2025: Rejecting Brain Rot | Mind Matters
“Brain rot” ended up being Oxford’s word of the year for 2024, highlighting how pervasive the mental decay caused by digital media has become in our culture. The screens, with their flitting videos, pictures, garbled verbiage, and algorithmic targeting have become ubiquitous; a subway or airport filled with people ogling at five-inch long blocks of silicon would have been bizarre to behold just twenty years ago. Now, it’s the people without a phone who parents steer their kids away from. It’s almost like having a smartphone is the new social marker telling the world you’re a serious person and not an out-of-touch weirdo!
Toward the beginning of the year last year, I listened to a writer on a podcast who predicted that the whole world was going to be steeped in a “brain fog.” We would all become more dulled and numbed by digital technology, engaged more with the online world than the real one. Soon after that, Jonathan Haidt published The Anxious Generation, authoritatively showing how online life has hampered children’s development and caused so many of us to miss out on experiences that make us human. Christine Rosen, a senior fellow at The American Enterprise Institute, came out with her own book on that very subject titled The Extinction of Experience.
And finally, Oxford vindicated everyone’s suspicions and voted for the dark term “brain rot” as the phrase that most aptly summed up the zeitgeist of 2024.
Can we do any better in 2025?
Resisting the Soul-Shaping Effects of Tech
It’s impossible not to be shaped in some way by these modern, digital technologies. As I continued to cover technology and culture for Mind Matters, this is a reality I wrestle with every day. As an older member of Gen Z, I constantly wrestle with spending too much time on my phone and laptop. More often than I’d like to admit, the phone is the first thing I look at in the morning and the last thing I check before going to sleep at night. The same is statistically true of millions of other Americans, Gen Z or older. The struggle to live in the real world and engage in real conversations, relationships, and experiences is becoming all the more difficult as the digitally mediated technologies become ever-more invasive in the daily fabric of life.

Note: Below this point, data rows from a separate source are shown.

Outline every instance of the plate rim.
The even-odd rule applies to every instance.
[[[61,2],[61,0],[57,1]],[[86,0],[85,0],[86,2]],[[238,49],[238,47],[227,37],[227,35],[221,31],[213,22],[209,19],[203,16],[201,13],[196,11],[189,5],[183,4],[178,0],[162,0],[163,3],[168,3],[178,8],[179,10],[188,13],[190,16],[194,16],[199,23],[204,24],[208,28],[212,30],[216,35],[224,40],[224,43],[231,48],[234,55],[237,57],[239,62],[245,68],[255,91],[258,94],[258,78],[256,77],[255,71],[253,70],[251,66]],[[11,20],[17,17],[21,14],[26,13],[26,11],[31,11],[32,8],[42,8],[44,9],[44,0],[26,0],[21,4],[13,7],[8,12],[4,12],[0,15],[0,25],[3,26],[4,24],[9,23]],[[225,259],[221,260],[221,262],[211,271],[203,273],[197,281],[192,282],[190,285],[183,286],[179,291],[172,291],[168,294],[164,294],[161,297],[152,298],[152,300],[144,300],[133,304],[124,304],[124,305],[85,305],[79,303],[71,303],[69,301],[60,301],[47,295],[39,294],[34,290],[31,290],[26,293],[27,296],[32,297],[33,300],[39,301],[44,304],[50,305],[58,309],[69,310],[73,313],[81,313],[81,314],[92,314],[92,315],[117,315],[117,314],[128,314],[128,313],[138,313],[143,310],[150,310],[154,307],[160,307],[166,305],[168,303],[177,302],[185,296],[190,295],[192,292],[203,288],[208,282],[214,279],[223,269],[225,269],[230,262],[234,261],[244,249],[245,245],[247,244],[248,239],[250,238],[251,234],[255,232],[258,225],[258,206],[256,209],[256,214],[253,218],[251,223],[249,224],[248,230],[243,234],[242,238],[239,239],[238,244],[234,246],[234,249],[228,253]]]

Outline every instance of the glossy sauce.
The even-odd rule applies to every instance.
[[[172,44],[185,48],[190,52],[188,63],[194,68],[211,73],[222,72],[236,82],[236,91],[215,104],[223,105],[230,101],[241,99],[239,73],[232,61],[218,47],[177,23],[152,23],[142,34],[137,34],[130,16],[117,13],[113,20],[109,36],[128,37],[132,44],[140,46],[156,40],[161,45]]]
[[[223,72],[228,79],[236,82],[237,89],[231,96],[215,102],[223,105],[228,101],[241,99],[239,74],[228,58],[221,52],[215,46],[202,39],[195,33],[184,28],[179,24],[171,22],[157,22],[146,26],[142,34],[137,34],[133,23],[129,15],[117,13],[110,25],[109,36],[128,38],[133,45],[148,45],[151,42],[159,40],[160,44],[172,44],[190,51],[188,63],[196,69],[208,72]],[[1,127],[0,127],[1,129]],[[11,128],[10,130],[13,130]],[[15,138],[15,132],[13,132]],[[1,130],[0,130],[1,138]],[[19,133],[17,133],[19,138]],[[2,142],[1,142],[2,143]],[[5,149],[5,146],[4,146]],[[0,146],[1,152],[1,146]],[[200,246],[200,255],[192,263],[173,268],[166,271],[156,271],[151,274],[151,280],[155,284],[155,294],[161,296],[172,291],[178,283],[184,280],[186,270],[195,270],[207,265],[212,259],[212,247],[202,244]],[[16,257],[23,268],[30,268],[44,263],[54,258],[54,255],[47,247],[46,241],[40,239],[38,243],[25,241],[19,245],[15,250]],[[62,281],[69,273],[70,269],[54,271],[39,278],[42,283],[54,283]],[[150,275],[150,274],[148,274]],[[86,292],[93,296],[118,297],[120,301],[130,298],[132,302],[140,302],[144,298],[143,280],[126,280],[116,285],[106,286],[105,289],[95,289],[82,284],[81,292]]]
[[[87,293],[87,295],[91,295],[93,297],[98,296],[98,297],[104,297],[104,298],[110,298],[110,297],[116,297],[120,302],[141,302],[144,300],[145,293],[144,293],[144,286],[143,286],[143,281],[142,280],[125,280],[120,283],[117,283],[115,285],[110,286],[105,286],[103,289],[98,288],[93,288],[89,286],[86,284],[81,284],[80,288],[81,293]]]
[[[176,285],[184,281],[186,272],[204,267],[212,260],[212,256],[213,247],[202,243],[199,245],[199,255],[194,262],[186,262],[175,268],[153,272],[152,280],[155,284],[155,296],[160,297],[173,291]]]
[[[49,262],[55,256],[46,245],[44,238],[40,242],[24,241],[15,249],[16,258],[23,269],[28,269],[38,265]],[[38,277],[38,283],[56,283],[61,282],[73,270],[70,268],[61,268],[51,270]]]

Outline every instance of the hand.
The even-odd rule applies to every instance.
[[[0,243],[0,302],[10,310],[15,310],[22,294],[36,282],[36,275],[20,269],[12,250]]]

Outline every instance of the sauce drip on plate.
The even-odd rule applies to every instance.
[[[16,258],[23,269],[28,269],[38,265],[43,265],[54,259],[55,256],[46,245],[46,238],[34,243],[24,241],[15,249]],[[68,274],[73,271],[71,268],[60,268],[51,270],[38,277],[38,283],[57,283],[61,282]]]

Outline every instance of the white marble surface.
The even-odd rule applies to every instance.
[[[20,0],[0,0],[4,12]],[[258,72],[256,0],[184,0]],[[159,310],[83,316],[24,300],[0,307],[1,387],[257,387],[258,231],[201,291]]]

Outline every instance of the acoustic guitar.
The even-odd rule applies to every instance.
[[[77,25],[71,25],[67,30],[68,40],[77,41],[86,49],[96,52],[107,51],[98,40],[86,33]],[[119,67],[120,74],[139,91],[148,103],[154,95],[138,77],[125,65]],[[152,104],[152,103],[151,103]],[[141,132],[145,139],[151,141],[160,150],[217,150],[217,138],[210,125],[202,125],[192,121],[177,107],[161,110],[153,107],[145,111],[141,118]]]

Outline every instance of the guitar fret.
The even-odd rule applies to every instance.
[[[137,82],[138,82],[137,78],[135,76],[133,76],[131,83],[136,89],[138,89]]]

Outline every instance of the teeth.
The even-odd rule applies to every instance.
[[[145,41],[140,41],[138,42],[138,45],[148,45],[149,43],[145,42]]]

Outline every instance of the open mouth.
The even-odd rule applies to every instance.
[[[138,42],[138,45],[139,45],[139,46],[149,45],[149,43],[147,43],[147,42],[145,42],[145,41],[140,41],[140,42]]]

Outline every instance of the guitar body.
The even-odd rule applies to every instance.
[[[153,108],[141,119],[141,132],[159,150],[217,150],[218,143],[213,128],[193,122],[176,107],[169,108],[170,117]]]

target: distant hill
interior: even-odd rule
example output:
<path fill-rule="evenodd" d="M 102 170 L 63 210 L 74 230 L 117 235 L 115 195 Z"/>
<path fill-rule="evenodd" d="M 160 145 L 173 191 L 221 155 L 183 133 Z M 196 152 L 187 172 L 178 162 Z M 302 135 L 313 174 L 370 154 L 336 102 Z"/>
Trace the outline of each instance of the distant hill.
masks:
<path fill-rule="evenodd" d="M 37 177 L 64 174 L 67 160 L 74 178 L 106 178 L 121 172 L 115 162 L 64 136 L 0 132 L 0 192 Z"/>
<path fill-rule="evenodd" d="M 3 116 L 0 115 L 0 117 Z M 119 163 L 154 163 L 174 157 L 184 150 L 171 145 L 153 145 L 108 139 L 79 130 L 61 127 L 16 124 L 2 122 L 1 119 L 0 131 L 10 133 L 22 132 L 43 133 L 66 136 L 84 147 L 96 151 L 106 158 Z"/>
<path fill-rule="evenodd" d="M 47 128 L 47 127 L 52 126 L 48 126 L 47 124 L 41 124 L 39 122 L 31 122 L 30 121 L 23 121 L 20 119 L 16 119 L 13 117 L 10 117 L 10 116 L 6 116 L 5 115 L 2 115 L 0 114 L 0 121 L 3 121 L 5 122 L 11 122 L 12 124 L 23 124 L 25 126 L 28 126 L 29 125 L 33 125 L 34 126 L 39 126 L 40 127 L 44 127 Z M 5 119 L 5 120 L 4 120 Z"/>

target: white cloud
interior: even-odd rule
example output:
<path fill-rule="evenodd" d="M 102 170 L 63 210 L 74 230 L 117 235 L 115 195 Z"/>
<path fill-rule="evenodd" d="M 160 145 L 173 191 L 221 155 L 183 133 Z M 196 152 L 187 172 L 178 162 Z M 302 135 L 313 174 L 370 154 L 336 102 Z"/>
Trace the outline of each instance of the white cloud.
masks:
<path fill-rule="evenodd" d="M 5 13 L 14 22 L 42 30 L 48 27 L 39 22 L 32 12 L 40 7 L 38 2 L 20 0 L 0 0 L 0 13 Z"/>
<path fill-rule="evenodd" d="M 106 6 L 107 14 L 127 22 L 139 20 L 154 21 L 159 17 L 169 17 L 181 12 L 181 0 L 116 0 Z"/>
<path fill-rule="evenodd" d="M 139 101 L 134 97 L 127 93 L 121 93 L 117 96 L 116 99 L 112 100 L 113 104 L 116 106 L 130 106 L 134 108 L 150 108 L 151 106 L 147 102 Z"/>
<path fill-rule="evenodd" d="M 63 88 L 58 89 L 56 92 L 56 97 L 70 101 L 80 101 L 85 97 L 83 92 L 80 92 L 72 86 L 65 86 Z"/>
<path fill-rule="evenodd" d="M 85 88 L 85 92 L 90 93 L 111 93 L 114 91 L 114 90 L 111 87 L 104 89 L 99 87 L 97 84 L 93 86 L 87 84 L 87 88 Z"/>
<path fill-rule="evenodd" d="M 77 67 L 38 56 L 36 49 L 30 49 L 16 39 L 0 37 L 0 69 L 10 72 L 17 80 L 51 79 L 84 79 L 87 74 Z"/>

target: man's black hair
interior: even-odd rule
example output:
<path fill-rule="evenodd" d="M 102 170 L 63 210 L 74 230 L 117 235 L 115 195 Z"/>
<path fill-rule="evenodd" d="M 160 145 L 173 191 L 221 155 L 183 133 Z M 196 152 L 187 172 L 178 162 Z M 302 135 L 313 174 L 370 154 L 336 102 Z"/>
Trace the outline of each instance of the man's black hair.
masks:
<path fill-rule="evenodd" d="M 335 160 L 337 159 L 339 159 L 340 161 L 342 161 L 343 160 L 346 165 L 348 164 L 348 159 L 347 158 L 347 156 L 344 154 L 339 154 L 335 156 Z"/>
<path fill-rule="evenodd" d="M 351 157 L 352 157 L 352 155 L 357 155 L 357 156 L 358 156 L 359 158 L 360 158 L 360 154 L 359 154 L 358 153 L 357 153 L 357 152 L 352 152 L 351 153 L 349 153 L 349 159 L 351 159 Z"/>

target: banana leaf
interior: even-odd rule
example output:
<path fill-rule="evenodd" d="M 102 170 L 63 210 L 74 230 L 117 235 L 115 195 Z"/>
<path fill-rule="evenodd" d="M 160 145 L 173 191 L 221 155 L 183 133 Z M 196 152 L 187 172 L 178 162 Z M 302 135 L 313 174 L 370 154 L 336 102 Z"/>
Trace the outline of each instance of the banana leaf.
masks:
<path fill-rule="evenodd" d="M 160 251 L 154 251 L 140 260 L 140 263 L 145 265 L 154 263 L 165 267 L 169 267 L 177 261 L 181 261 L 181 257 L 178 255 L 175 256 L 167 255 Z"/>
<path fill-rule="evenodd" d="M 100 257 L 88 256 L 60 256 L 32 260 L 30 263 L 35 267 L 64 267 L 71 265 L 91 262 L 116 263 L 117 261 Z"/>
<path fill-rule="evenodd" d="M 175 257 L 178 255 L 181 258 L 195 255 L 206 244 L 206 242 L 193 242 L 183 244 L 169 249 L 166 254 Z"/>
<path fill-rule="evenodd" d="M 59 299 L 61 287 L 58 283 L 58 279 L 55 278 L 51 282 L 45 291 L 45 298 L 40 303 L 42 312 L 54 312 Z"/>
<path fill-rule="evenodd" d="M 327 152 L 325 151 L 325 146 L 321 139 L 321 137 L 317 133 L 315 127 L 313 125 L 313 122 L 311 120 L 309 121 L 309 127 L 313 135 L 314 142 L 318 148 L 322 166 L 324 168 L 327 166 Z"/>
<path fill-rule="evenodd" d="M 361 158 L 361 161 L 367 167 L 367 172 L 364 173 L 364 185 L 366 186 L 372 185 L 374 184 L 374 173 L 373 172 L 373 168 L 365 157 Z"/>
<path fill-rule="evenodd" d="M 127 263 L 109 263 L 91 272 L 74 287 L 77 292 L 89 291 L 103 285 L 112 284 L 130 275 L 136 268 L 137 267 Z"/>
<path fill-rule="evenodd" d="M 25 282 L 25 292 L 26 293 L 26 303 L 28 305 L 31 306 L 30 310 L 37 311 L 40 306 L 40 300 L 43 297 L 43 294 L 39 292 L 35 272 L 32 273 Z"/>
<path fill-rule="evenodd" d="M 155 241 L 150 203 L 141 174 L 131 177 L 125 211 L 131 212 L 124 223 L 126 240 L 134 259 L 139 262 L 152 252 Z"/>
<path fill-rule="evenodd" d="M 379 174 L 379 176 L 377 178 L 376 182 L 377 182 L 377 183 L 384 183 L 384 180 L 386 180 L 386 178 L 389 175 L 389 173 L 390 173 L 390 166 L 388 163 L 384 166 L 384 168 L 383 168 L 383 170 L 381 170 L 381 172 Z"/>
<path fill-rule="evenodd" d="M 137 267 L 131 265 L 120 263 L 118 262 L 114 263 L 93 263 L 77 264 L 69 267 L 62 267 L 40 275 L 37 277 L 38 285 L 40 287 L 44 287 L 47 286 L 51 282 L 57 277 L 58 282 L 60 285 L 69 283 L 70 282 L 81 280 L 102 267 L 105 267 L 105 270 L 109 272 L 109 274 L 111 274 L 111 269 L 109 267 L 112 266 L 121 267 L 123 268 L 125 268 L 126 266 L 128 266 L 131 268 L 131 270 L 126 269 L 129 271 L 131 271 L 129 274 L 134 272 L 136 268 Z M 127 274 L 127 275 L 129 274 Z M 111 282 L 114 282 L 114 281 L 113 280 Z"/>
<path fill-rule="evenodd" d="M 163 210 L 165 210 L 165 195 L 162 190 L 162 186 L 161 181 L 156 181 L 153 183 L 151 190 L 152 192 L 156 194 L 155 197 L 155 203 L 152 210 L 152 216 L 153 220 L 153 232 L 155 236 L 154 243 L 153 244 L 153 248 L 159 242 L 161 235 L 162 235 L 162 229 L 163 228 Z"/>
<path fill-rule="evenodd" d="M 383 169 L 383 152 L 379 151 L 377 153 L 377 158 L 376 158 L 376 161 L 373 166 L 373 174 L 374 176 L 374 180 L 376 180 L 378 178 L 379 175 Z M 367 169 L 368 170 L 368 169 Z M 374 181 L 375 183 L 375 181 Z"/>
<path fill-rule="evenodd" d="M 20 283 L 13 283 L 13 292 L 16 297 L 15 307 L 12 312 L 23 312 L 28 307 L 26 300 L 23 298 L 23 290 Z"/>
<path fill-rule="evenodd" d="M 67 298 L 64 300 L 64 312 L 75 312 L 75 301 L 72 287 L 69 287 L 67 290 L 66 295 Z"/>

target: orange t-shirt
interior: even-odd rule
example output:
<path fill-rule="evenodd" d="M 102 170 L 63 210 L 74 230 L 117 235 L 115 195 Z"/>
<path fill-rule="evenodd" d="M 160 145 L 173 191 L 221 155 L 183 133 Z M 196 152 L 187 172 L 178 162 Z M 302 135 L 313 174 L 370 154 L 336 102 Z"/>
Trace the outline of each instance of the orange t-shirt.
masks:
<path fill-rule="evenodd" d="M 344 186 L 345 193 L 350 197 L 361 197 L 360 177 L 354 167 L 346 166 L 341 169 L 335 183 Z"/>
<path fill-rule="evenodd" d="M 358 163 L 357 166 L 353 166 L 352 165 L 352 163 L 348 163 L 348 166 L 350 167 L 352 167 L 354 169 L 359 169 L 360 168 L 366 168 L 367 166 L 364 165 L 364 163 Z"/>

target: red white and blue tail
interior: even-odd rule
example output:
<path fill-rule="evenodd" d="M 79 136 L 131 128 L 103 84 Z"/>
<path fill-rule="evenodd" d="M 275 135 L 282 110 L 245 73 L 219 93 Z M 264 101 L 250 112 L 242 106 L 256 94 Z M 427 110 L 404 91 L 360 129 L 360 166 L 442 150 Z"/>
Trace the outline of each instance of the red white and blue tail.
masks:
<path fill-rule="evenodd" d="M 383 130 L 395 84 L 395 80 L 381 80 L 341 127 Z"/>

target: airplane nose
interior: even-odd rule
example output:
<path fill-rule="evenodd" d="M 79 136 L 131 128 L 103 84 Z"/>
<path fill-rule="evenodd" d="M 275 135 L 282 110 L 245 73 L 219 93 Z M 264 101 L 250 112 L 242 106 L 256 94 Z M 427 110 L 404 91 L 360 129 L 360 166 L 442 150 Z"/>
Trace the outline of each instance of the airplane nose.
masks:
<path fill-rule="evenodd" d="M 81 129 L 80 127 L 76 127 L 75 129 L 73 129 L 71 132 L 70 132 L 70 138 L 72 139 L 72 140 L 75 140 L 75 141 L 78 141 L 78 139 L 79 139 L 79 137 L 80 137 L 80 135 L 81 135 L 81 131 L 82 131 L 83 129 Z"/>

However, that doesn’t mean we can’t collectively start to pave a better way in the new year. Jonathan Haidt’s book alone has made some major policy impacts across the country, with more and more schools going “phone-free” and even churches realizing the need to give the smartphone the boot during services and community gatherings. Reading books is a practice I personally have advocated for, especially this past year. With the prevalence of digital forms of media and communication, reading deeply has become nearly as rare as the dodo bird, perhaps a combination of some cultural change and general burnout from all the screentime, more people will return to more generative forms of leisure like reading novels.
So, in 2025, the Big Tech companies will continue to pitch us their shining goods, AI lords will continue to hype their large language models, and it may just get harder to figure out how to live well alongside the clamor and distraction. Following the data, observing personal experience, and developing another vision for human flourishing, however, can get us a step closer to living a fuller and intentional kind of life.